The 141 migrants onboard the Aquarius rescue boat at the centre of Europe's latest migration drama, are exhausted and mentally scarred after harrowing journeys, according to an aid worker on the ship.

Exhausted migrants on France's Aquarius bear scars of the past
Photos: AFP

On Tuesday, five European countries agreed to take in the migrants to avoid another bitter dispute like the one in June when Italy and Malta turned the Aquarius away with 630 people onboard.

This time the Aquarius had been floating between Italy and Malta since carrying out two rescue missions off Libya on Friday — the crew desperately worried the standoff would repeat itself.

“We've been on standby since 8:00 am yesterday (Monday), exactly halfway between Malta and Italy,” said Aloys Vimard, a coordinator with Doctors Without Borders (MSF), one of two charities operating the ship.

Vimard, reached by telephone, said more than half of the passengers were minors — 73 in total, of whom 67 were travelling alone.

“A quarter of those on the boat are between 13 and 15, unaccompanied, and from either Eritrea or Somalia,” he told AFP.

Both Horn of Africa countries remain deeply troubled — Somalia torn by violence among militias, Islamists and criminal gangs, while repressive Eritrea maintains an indefinite military service that has been likened to slavery by the United Nations.

While the bulk of the youngsters onboard the Aquarius are teenagers, Vimard said they were “still vulnerable.”

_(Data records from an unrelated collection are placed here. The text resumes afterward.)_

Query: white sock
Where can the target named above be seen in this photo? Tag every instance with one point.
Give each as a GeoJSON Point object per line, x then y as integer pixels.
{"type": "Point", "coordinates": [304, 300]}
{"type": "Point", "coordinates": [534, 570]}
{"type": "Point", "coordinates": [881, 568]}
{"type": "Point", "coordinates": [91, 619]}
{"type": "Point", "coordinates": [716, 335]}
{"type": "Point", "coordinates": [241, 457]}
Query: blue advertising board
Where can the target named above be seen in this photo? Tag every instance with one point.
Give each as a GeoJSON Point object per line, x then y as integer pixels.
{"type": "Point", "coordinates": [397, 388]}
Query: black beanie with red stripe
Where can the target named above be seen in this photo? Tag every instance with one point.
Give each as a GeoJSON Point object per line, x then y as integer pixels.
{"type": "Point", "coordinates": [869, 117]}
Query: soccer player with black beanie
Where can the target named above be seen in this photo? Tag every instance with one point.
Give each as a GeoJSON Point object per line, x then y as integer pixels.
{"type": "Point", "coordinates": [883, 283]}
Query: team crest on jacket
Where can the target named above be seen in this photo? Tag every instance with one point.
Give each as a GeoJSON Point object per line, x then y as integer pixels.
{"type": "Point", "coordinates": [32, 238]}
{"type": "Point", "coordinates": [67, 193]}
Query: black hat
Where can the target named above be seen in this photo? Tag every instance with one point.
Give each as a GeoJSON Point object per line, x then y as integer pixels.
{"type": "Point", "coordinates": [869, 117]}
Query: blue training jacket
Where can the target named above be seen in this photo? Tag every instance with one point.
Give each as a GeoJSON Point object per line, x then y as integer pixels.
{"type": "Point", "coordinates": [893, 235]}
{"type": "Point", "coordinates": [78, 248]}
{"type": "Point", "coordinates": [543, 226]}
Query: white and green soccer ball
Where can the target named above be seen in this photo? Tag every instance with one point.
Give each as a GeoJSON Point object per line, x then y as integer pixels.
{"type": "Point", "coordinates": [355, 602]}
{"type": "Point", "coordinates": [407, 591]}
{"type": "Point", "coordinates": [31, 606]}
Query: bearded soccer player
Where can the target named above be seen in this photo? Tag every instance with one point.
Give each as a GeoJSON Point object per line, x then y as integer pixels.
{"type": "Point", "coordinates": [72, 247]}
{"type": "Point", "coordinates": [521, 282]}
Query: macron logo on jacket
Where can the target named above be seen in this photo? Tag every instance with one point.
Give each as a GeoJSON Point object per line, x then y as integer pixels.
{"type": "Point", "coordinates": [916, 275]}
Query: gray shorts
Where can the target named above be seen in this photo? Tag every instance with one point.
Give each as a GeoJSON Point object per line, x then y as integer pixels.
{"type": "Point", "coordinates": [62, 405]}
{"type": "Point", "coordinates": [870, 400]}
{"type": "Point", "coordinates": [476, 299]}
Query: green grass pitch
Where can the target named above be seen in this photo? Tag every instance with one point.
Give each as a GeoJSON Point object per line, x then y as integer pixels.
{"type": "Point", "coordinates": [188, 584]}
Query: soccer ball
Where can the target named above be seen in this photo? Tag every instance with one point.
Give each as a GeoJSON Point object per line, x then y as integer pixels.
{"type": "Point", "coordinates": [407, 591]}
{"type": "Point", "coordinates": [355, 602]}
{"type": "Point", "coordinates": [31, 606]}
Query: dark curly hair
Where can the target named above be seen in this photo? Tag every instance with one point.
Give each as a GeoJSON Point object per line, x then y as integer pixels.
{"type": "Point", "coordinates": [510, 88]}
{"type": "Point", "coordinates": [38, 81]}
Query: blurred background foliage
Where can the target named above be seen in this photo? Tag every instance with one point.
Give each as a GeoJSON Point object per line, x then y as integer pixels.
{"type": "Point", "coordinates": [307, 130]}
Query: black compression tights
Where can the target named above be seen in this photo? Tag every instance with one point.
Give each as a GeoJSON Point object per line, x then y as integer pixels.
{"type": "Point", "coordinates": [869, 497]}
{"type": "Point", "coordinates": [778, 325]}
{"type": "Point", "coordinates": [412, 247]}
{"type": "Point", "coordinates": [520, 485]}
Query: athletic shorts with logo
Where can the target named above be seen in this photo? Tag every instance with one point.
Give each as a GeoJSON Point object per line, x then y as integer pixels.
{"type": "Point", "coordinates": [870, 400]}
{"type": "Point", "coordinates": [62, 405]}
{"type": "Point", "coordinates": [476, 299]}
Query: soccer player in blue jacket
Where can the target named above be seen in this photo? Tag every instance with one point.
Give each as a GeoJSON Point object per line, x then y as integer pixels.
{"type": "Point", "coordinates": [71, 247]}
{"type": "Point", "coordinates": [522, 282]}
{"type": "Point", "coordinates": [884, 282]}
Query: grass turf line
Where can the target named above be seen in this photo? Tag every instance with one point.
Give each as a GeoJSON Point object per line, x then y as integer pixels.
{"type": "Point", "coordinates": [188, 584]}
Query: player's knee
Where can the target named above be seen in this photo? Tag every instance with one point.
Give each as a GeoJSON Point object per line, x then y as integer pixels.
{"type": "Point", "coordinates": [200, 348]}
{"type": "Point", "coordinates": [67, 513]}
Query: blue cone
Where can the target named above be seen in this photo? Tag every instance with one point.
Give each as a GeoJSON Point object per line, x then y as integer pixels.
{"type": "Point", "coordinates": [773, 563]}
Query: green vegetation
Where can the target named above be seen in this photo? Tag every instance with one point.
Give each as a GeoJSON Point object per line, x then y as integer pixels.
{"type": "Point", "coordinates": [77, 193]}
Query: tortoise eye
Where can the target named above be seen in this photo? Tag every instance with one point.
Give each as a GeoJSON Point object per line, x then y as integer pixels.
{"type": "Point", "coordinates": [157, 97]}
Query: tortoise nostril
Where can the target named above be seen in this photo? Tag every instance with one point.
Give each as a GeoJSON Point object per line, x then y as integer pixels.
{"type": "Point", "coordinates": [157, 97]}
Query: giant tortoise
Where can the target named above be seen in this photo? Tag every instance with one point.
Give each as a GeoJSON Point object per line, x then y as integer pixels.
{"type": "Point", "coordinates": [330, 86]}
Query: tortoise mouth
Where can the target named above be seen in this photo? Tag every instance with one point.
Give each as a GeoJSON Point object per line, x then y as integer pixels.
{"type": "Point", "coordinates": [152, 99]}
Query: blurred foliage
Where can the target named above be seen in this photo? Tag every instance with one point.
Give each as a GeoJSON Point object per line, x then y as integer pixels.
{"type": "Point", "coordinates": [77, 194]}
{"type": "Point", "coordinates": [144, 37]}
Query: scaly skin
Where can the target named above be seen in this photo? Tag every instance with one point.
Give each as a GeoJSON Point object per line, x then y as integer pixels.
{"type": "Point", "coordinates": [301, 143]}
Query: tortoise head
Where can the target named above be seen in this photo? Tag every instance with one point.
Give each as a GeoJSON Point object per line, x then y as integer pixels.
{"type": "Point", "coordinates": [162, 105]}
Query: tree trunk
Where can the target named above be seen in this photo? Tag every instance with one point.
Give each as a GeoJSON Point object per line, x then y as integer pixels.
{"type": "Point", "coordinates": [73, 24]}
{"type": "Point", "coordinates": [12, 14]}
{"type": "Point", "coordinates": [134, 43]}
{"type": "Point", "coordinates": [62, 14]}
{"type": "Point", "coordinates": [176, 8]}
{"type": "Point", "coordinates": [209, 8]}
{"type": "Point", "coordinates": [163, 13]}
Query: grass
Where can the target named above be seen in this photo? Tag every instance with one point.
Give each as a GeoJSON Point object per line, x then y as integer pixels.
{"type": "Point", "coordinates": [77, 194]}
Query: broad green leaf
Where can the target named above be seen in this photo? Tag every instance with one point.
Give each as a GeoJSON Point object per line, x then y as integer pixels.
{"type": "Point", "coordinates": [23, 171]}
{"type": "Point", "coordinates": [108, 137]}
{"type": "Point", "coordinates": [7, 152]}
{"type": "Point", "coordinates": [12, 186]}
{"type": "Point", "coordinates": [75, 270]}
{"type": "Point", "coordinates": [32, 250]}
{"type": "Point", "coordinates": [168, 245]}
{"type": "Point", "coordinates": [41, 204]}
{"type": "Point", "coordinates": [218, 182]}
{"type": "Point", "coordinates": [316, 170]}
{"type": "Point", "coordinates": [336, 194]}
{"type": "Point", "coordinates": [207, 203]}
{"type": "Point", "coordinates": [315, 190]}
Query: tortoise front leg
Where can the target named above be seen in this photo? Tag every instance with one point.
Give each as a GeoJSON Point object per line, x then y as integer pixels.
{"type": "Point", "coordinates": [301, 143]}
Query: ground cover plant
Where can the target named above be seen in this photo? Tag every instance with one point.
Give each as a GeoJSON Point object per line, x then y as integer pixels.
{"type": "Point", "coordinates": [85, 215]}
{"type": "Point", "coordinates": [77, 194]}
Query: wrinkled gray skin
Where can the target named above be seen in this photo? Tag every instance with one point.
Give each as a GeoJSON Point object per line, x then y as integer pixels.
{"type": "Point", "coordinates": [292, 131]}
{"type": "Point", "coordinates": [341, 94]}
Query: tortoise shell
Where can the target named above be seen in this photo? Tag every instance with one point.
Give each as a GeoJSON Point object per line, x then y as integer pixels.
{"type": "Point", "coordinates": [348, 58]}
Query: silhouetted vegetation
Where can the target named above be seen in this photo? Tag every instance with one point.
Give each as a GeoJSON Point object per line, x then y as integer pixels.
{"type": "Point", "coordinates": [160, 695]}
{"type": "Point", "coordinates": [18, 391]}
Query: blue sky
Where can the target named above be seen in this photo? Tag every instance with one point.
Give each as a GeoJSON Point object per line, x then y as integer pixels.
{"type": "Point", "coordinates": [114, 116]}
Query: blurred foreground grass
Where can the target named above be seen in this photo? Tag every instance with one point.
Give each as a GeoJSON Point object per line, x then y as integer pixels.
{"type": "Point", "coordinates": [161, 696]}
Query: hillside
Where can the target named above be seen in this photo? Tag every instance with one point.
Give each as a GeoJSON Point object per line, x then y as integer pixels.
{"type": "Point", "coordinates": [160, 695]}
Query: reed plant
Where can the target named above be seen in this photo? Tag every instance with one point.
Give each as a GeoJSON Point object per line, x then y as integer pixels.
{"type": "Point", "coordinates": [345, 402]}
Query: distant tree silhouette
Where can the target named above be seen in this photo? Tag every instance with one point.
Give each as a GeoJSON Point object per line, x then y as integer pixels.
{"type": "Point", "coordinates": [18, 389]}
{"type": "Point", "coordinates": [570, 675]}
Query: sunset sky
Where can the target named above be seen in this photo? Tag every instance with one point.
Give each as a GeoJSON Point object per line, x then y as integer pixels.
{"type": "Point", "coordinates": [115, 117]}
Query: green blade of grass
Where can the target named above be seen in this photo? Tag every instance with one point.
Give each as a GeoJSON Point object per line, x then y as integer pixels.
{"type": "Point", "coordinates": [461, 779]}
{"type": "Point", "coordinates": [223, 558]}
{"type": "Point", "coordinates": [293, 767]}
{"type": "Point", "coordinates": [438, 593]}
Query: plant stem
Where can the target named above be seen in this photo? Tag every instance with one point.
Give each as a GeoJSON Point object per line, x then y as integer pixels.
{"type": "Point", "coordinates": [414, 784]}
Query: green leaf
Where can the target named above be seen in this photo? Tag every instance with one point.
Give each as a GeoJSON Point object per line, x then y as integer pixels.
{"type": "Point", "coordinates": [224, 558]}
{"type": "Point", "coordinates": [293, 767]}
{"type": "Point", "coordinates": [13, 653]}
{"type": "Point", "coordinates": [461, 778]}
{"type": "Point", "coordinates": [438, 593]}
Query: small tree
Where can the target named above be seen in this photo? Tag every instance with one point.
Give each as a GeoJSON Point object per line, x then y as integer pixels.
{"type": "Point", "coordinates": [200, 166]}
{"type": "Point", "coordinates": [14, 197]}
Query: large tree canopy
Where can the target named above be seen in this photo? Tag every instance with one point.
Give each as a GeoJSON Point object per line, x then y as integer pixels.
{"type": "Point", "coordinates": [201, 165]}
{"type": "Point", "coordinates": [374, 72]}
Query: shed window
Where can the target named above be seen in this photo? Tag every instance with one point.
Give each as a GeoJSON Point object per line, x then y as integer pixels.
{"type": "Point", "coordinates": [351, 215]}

On Monday the crew organised a basketball match for the youngsters which briefly took their minds off their situation, he said.

“They have experienced such ordeals that they have impressive maturity and incredible resistance,” he added.

One of the teenagers, a 13-year-old boy, fled Somalia after his parents were killed in front of him.

Like many, he spoke of horrendous abuse after making his way to lawless Libya, “tortured for months with electric shocks”.

“He eventually got released because he asked the guards to kill him to end it all,” said Vimard.

'Contempt' for human lives 

The crew had spent the last 24 hours, stranded at sea, attempting to reassure the migrants.

“We told them we'd do everything possible to find a place,” Vimard said. “That we wouldn't leave them.”

After the standoff in June, which eventually ended when Spain allowed the boat to land, the Aquarius docked in the southern French port of Marseille for a month of maintenance work.

Vimard said its upgraded facilities were a reflection of the fact that people were now spending more time onboard.

Before the arrival in June of Rome's new populist government, which says it has had enough of taking in migrant ships, there was no shower as passengers were usually just aboard for two days before disembarking in Italy.

Now all passengers shower systematically while other procedures have been changed to help prevent the spread of disease, Vimard said.

While the Aquarius crew is determined to keep picking up people they say would drown otherwise, Vimard fears governments will repeatedly turn them away, prompting standoff after standoff.

“The question now is how many times politicians are going to hold human lives in contempt,” he said, urging the European Union to “find a decent system to avoid managing rescues on a case-by-case basis”.

He accused European politicians of “discouraging the captains of rescue boats from rescuing people in distress, which is their duty as sailors”.

“It is terrible. It is the very nature of maritime rescue that is being called into question,” Vimard said.

By the time the Aquarius reached one of the two boats whose passengers were rescued Friday, five ships had already passed by and done nothing to help them, he said.

These ships “changed course” despite the boat “being clearly in distress, wooden, unstable and overloaded.”

After the first dispute over the Aquarius, EU countries agreed to explore several new policies in a bid to cut off the influx towards Europe.

But “if we put up more barriers, people will take bigger and bigger risks,” Vimard said.